There’s something about small towns that remind me of a place I used to call home. Auburndale, Florida, though it’s grown in the years I’ve been gone, was once such a town. It had a Main Street diner, one park for the entire community, a dry cleaners, a few downtown stores, and the Ariana House in the center of town. Now, the Ariana House is simply what everyone affectionately called it. In reality, it had no name. A refurbished hotel from the 1930’s, the building was sectioned off into a church, a halfway house, a thrift store, and a deli when I was only four years old.

 

To a child, the stucco walls of the Ariana House towered like a castle above any other building in town. All of my free time was spent there. My father started and ran the church, the Church of the Prodigal Son, under the direction of a larger religious organization, called Bridges of America. Connected to it, through a series of hidden pathways that snaked throughout the interior of the building, was the halfway house he also ran. In some ways, I spent more time in that portion than in any other.

On hot days, we would have barbecues out on the patio, which stemmed from the old lobby on the second floor.
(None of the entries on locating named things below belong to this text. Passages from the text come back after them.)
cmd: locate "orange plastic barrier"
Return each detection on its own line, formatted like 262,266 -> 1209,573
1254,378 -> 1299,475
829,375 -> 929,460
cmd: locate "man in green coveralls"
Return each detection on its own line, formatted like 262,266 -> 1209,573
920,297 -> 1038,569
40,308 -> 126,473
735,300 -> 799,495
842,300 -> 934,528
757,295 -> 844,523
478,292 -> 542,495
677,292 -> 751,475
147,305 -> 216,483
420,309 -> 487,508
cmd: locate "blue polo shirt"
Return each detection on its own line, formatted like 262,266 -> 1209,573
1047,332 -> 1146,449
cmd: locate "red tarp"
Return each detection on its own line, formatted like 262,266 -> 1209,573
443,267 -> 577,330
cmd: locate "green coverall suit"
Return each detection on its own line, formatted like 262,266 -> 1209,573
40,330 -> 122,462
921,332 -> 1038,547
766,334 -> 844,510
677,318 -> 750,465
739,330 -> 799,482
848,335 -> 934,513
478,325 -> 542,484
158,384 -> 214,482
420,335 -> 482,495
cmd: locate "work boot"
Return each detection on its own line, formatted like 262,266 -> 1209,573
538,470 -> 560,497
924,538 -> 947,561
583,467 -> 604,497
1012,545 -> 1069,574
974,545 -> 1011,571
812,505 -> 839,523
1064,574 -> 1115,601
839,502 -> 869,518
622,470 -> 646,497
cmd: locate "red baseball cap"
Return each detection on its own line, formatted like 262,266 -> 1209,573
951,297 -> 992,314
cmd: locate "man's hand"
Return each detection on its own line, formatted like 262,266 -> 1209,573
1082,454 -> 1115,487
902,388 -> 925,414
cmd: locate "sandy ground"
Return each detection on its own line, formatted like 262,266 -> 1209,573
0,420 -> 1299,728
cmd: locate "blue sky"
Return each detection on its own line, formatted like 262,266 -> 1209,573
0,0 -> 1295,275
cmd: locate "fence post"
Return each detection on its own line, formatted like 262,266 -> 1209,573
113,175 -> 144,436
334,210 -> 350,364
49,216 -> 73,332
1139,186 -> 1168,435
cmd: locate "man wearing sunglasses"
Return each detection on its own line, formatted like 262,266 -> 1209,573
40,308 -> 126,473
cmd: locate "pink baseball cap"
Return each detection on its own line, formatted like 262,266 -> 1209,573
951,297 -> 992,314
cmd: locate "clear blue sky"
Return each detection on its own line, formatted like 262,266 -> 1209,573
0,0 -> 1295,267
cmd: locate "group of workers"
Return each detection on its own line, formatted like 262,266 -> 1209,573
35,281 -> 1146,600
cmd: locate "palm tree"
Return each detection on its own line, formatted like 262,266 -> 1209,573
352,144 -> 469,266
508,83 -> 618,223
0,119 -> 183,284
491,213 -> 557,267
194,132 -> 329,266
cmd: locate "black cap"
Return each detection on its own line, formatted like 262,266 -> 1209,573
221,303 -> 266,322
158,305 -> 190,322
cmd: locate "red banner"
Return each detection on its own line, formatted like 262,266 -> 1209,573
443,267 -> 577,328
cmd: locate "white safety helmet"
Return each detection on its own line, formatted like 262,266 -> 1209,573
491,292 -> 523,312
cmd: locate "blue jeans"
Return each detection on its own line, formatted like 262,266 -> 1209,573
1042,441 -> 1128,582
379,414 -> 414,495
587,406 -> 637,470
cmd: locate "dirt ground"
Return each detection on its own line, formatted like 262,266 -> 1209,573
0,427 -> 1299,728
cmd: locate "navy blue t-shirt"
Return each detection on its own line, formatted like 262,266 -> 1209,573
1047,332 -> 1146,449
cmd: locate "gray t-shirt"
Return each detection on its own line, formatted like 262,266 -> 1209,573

On Fourth of July, a group of us from the church and apartments would climb up a narrow set of rickety stairs to the roof. Three floors above anyone else, we could see fireworks all the way from Disney World. I was never allowed to venture near the edge, but I dreamed of flight on those nights, wishing I could dive off and view the Ariana House from a new, undiscovered angle.

There are memories in the walls and corridors, etched into the very bones of the building. Those secret walkways inside and around the House are still packed with the echoes of gospel music. Wood smoke and the notes of a half-century old piano are ingrained into every unused corner. Eleven years later, the church has grown and neither the thrift store nor the deli are there any longer. But the soul of place is the same: full of life and history and a character all it’s own.


The author's comments:

Just a short piece on where I essentially grew up.